Surplus fetish: The political economy of the surplus, deficit and debt

by David Richardson

The federal budget presents a complex management puzzle that all governments have to address and explain to the electorate. Sometimes concepts are borrowed from the corporate sector and sometimes analogies are made with the household sector; the Howard Government, in particular, imported numerous corporate accounting concepts. But often these concepts are applied uncritically and inappropriately. By way of discussing the budget balance, surpluses, deficits and the debt outcome, this paper addresses some of those inappropriate usages and their consequences.

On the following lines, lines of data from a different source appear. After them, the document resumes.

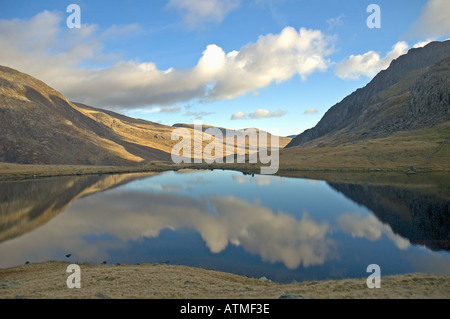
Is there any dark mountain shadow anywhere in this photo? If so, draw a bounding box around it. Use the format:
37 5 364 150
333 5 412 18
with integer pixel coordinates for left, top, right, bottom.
328 182 450 251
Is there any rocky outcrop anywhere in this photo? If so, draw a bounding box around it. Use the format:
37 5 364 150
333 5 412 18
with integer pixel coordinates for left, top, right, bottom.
286 40 450 147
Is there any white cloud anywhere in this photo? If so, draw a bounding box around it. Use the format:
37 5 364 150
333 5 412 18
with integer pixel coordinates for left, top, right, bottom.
168 0 241 27
326 15 344 29
304 107 319 114
248 109 286 119
413 40 432 49
231 111 247 120
159 106 181 113
411 0 450 38
231 109 286 120
0 11 331 110
335 41 409 80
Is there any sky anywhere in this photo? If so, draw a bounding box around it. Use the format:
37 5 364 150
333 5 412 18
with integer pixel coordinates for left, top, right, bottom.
0 0 450 136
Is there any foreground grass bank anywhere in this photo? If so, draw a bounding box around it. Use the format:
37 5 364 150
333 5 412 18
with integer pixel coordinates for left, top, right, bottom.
0 262 450 299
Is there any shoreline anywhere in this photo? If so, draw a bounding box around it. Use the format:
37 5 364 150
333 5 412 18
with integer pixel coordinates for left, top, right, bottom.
0 162 450 181
0 261 450 299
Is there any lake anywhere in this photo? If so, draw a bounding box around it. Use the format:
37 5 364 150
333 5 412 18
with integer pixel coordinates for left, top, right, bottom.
0 170 450 282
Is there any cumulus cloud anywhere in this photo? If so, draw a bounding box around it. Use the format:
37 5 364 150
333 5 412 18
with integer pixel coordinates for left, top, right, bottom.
411 0 450 38
168 0 241 27
0 11 332 110
335 41 409 80
231 109 286 120
326 15 344 29
231 111 247 120
304 107 319 114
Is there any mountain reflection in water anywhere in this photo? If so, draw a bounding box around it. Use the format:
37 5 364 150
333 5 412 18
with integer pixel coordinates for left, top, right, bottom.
0 171 450 281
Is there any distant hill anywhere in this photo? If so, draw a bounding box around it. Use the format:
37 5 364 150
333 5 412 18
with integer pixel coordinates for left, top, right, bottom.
0 66 290 166
173 123 292 148
286 40 450 148
0 66 178 165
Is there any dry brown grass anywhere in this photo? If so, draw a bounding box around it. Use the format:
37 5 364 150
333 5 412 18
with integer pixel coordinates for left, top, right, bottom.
0 262 450 299
280 122 450 171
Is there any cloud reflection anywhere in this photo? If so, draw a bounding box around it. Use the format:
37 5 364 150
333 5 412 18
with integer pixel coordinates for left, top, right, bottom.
338 213 410 250
0 189 335 269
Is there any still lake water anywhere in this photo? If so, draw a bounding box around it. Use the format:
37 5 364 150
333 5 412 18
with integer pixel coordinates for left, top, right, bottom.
0 170 450 282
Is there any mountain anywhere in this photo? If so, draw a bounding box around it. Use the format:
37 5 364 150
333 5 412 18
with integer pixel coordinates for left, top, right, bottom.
173 123 292 148
0 66 290 166
286 40 450 148
0 66 179 165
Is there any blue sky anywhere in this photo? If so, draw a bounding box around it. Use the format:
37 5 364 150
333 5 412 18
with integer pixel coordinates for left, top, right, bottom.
0 0 450 135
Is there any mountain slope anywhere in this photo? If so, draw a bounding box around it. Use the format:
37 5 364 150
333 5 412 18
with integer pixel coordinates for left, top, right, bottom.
0 66 179 165
286 41 450 148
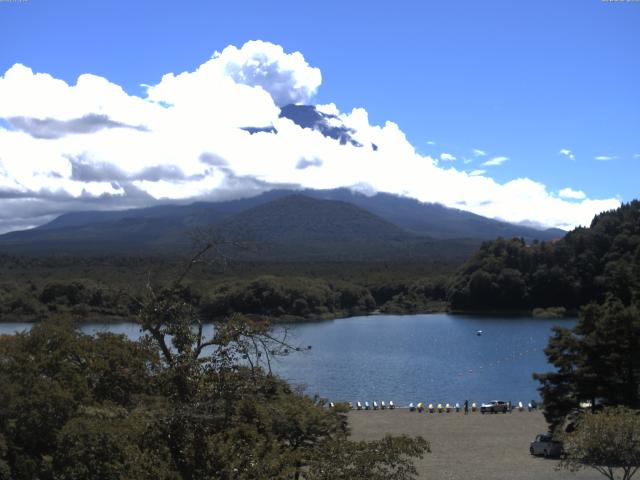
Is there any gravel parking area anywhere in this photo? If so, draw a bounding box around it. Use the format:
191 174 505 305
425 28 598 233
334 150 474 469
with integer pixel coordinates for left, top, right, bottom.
349 409 604 480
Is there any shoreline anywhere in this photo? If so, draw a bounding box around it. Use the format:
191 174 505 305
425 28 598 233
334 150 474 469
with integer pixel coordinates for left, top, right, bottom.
348 409 602 480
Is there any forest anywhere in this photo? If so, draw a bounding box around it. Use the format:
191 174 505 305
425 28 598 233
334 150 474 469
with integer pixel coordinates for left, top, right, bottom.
447 200 640 312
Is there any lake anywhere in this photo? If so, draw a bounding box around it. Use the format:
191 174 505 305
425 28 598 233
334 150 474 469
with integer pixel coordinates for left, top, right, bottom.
0 314 575 405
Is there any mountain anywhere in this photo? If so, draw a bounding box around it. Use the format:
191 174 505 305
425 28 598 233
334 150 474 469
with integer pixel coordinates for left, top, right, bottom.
448 200 640 311
0 189 559 260
304 188 566 242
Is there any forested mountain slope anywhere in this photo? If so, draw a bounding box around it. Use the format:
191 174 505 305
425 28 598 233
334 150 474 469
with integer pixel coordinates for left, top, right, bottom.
448 200 640 310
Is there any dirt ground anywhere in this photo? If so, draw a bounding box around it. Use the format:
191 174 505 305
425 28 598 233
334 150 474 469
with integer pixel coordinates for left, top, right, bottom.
349 409 604 480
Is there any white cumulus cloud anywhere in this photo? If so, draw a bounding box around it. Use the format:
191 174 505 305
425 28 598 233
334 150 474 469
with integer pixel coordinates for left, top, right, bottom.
558 187 587 200
482 157 509 167
472 148 487 157
0 41 620 232
558 148 576 160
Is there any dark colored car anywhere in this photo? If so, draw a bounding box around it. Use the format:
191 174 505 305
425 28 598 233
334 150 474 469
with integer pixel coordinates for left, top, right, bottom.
480 400 509 413
529 433 563 458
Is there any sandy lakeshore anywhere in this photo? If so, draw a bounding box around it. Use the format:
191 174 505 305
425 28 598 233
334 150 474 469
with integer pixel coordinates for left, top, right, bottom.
349 409 603 480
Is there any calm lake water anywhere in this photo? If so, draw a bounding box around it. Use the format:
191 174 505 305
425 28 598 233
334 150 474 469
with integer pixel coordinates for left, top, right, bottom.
0 314 575 405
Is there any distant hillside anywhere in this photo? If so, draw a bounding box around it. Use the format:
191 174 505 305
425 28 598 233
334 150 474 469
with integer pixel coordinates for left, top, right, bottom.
0 194 478 261
449 200 640 311
30 188 566 241
0 189 562 259
304 188 566 242
214 195 477 261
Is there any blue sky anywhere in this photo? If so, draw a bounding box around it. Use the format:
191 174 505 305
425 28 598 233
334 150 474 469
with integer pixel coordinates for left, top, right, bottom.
0 0 640 232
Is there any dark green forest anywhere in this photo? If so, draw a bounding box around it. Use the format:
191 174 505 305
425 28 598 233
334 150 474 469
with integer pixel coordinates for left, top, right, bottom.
0 255 457 321
0 294 429 480
448 201 640 311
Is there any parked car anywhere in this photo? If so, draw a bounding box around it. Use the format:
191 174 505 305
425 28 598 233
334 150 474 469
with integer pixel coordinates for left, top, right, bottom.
480 400 509 413
529 433 563 458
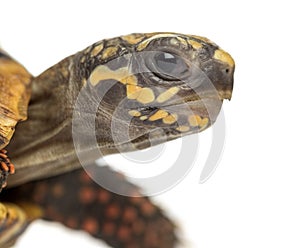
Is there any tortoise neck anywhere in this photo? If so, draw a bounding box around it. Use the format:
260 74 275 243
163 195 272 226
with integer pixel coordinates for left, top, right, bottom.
8 57 90 185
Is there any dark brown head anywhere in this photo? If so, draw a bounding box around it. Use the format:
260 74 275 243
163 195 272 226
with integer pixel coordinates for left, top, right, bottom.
72 33 234 153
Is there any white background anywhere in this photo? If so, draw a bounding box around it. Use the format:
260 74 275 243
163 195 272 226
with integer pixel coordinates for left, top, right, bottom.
0 0 300 248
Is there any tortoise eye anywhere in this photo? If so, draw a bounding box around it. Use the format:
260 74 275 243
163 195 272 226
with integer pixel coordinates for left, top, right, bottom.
146 52 189 81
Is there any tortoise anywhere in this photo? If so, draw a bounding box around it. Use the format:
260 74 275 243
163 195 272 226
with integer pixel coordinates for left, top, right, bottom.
0 33 234 248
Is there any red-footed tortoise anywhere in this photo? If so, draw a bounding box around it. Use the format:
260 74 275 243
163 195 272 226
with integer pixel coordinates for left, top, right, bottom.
0 33 234 248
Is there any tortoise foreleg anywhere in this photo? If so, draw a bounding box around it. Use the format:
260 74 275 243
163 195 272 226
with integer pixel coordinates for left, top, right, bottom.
0 149 15 192
3 167 178 248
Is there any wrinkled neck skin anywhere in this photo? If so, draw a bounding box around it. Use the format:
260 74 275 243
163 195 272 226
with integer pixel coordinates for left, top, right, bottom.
7 54 87 186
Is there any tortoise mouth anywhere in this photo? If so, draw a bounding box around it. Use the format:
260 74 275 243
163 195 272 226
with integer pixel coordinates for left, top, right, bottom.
102 98 222 153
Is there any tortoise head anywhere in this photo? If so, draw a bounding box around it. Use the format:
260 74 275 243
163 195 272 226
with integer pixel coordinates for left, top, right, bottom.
73 33 234 154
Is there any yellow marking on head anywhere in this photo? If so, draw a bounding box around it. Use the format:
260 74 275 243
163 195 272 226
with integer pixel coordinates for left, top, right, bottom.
213 49 234 67
149 109 169 121
188 35 216 46
126 85 142 99
188 40 203 50
124 75 137 85
163 114 178 124
91 43 104 57
101 46 118 59
89 65 137 86
80 56 85 63
140 115 148 121
176 125 190 132
121 34 144 44
136 88 155 104
128 109 141 117
156 86 179 103
136 33 184 51
188 115 208 127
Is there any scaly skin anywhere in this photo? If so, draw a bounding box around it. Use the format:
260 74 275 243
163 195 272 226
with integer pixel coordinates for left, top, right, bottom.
0 33 234 248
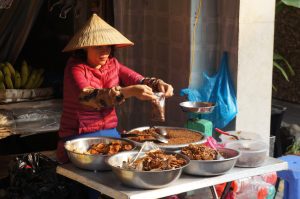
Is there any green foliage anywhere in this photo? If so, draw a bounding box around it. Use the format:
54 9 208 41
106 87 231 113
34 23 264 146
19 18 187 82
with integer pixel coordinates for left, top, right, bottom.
273 0 300 91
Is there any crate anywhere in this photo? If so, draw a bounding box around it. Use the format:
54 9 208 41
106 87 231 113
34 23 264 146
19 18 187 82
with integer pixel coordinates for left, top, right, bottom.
0 87 54 104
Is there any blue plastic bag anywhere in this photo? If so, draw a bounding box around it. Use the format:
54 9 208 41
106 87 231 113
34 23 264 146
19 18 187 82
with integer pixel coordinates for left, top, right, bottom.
180 52 237 128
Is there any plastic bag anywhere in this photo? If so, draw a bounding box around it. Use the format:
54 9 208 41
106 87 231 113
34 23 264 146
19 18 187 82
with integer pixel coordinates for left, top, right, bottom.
180 52 237 128
151 92 165 122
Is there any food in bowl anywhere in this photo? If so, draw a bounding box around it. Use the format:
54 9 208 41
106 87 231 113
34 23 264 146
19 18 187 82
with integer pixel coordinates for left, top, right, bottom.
122 150 187 171
69 141 133 155
181 145 240 176
107 151 190 189
181 144 218 160
225 140 268 167
127 128 204 145
65 137 135 171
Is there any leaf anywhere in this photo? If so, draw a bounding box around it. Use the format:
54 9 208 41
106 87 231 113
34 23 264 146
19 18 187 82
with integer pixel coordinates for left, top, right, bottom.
273 52 300 76
281 0 300 8
273 61 290 82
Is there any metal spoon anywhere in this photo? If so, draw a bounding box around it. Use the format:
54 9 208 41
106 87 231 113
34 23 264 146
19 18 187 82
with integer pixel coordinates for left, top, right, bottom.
152 132 169 143
153 126 168 136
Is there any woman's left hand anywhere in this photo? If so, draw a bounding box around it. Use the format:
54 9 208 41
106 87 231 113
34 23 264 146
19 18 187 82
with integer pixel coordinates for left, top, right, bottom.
157 81 174 97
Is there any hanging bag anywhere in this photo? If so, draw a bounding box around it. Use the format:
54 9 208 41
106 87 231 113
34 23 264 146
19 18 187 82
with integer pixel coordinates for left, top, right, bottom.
180 52 237 128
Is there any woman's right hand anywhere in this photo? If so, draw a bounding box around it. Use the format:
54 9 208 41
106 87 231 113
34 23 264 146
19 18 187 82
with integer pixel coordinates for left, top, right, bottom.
120 84 157 100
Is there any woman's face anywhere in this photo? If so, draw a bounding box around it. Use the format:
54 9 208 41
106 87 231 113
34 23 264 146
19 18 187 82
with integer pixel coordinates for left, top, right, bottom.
86 46 111 67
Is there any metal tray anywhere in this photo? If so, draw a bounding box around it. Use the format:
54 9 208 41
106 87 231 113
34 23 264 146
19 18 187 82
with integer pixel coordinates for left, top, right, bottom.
124 126 207 151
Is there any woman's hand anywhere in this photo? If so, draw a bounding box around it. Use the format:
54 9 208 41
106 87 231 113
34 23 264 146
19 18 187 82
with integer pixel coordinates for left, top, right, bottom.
120 85 157 100
157 80 174 97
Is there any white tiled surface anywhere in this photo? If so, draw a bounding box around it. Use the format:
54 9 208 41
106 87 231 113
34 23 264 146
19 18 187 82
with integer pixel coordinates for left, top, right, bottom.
56 158 288 199
239 0 275 23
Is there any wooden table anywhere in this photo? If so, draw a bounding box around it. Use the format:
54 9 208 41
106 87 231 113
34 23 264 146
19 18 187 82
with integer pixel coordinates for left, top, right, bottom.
56 158 288 199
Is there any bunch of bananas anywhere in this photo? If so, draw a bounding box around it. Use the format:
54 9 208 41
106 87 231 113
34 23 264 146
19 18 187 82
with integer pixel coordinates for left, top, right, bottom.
0 61 44 89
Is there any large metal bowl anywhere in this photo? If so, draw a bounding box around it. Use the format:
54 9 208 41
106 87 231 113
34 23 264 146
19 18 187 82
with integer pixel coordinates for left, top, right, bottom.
126 126 207 151
184 148 240 176
107 151 190 189
179 101 216 114
65 137 135 171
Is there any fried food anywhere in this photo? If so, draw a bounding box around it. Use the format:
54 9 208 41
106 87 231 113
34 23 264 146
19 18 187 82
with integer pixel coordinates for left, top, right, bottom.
85 141 133 155
122 150 187 171
181 144 218 160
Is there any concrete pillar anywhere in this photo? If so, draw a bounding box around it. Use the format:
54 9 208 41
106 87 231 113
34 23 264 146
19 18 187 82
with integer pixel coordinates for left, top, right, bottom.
236 0 275 141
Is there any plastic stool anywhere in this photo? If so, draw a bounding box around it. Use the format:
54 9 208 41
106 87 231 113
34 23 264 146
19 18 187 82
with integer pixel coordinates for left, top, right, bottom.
277 155 300 199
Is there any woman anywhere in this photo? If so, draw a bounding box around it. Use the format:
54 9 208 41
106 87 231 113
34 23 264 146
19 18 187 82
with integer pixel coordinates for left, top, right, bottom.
57 14 173 163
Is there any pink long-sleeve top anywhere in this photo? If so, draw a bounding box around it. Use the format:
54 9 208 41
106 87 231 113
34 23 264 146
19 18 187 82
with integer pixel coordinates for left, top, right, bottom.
59 58 144 138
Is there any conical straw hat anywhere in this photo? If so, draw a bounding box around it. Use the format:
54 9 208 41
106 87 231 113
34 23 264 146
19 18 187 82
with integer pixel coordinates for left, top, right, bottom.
63 14 133 52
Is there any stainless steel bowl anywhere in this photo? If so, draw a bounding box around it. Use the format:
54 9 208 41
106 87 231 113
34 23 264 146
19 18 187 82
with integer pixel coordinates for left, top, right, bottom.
126 126 207 151
65 137 135 171
179 101 216 114
107 151 190 189
184 148 240 176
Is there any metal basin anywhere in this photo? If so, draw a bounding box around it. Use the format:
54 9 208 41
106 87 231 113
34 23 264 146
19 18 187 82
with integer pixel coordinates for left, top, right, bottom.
107 151 190 189
179 101 216 114
184 148 240 176
126 126 207 152
65 137 135 171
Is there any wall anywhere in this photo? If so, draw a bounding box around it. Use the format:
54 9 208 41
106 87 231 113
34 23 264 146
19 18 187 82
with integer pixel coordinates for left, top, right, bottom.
114 0 275 144
114 0 190 129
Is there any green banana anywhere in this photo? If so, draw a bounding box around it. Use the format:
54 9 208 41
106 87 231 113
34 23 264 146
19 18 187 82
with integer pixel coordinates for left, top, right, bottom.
21 60 29 88
15 71 22 89
0 70 4 82
5 62 16 78
5 76 14 89
0 81 5 90
25 69 37 89
3 66 11 78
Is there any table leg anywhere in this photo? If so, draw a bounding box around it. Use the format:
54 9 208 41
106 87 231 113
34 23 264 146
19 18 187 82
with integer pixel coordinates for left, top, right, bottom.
220 181 232 199
209 186 218 199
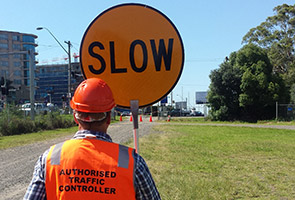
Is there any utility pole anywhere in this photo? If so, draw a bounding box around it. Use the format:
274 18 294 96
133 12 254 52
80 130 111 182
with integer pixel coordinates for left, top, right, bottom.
65 41 72 113
28 50 35 120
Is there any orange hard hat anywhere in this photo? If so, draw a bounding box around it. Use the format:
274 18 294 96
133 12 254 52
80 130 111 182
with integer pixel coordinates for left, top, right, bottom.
70 78 116 113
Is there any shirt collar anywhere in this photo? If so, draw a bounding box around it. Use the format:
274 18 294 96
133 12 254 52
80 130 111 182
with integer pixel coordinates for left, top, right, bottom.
73 130 112 142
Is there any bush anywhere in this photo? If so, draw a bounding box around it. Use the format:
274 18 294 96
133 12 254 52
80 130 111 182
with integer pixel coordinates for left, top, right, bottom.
0 108 75 136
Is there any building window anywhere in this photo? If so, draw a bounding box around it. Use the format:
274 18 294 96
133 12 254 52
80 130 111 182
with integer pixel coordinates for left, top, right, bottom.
0 54 8 58
13 70 22 76
12 44 21 50
13 80 22 85
0 61 8 67
0 34 8 40
13 54 22 59
0 43 8 49
13 62 22 67
12 35 20 41
23 35 35 43
1 70 8 77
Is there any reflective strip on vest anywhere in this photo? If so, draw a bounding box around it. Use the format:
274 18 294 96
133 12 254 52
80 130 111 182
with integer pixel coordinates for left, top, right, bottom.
45 139 135 200
50 142 64 165
50 142 129 169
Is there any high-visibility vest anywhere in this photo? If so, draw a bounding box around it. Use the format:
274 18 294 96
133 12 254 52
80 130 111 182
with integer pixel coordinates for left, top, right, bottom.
45 139 135 200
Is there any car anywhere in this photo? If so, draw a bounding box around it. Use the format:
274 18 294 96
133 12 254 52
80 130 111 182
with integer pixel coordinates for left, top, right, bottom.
190 111 204 117
121 111 131 116
169 109 189 117
20 103 51 115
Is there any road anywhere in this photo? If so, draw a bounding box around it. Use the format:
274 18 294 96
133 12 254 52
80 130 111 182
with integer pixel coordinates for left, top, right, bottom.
0 118 156 200
0 118 295 200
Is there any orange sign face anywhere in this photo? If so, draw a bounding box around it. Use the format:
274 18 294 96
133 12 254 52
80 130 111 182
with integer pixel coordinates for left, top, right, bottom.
80 4 184 108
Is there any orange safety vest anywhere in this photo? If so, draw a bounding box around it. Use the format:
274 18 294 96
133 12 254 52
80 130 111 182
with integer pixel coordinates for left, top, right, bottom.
45 139 135 200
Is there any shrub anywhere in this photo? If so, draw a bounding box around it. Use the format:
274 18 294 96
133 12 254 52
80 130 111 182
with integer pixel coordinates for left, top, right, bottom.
0 108 75 136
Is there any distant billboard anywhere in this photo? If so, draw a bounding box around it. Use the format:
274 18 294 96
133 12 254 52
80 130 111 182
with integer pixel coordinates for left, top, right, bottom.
196 92 208 104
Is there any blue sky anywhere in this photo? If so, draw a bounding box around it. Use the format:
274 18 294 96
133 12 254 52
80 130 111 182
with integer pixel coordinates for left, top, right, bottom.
0 0 294 106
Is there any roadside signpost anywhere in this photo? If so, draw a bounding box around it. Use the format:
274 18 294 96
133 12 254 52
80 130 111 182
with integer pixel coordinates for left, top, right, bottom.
80 4 184 151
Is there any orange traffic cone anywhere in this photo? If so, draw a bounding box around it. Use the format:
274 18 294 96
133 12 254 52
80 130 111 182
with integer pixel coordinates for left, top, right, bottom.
150 116 153 122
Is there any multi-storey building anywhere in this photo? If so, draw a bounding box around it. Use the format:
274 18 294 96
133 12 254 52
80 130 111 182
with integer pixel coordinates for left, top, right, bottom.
0 30 38 103
36 62 83 106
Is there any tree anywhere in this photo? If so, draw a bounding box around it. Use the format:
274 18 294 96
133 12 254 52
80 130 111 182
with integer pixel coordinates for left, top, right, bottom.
243 4 295 87
208 52 241 121
208 44 288 121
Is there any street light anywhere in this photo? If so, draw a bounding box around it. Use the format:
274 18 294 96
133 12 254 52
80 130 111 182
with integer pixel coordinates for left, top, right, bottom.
36 27 72 109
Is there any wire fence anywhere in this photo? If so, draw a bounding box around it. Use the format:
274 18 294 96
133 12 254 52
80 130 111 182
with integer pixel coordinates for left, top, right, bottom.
276 102 295 121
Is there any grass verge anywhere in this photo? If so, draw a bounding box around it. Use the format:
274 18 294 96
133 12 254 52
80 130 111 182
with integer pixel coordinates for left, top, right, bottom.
169 117 295 125
0 126 78 150
136 125 295 200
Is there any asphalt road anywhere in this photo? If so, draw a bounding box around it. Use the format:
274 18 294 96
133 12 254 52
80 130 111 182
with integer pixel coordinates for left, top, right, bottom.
0 118 156 200
0 118 295 200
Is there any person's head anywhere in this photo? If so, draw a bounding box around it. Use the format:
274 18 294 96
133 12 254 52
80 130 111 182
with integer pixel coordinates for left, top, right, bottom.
70 78 115 132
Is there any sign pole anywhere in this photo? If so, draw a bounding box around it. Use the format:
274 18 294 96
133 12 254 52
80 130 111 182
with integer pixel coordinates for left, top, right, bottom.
130 100 139 153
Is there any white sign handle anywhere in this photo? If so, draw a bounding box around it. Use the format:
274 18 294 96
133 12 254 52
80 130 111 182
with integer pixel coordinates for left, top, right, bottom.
130 100 139 153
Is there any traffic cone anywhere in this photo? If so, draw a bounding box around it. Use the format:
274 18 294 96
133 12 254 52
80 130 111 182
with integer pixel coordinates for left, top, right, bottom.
150 116 153 122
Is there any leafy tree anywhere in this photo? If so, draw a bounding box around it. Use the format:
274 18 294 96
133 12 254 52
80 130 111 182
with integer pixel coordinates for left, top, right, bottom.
208 44 288 121
243 4 295 87
208 52 241 121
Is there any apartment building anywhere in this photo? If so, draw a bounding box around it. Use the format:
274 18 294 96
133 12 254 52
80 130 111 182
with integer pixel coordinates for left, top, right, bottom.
35 62 83 106
0 30 38 103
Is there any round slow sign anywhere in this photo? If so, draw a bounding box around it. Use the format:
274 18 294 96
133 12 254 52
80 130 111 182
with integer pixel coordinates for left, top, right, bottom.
80 4 184 108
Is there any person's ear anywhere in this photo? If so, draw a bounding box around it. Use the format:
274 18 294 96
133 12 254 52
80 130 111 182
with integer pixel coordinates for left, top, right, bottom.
107 114 111 125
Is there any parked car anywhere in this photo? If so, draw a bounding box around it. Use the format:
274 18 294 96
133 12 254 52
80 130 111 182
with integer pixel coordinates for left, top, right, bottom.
20 103 51 115
169 109 189 117
121 111 131 116
190 111 204 116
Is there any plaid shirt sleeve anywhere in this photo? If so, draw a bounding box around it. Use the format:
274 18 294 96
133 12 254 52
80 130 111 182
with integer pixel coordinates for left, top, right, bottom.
134 154 161 200
23 150 49 200
23 130 161 200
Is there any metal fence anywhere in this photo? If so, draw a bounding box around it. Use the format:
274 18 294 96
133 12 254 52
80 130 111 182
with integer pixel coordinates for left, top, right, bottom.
276 102 295 121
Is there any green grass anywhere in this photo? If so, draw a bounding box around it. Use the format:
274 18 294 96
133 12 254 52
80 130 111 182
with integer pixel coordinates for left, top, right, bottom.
0 116 118 150
135 125 295 200
0 126 78 150
169 117 295 125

During the recent election campaign, both sides of the political debate paid homage to the virtues of a budget surplus, along with the associated views that deficits and debt are ‘bad’ and need to be reined in as soon as possible, and continue to do so. Budget one-upmanship has moved beyond the balanced-budget obsession of the 1990s to the new aim of producing an ongoing surplus, the bigger the better, under which it is taken for granted that everyone will be better off. Accordingly, the main focus of the economic debate is about bringing in a surplus as big and as soon as possible, preferably at least one per cent of GDP. However, as will be shown, the present commitment to a return to a surplus of at least one per cent of GDP can actually be seen as a commitment to tax the average taxpayer $1300 more than is necessary to fund government services.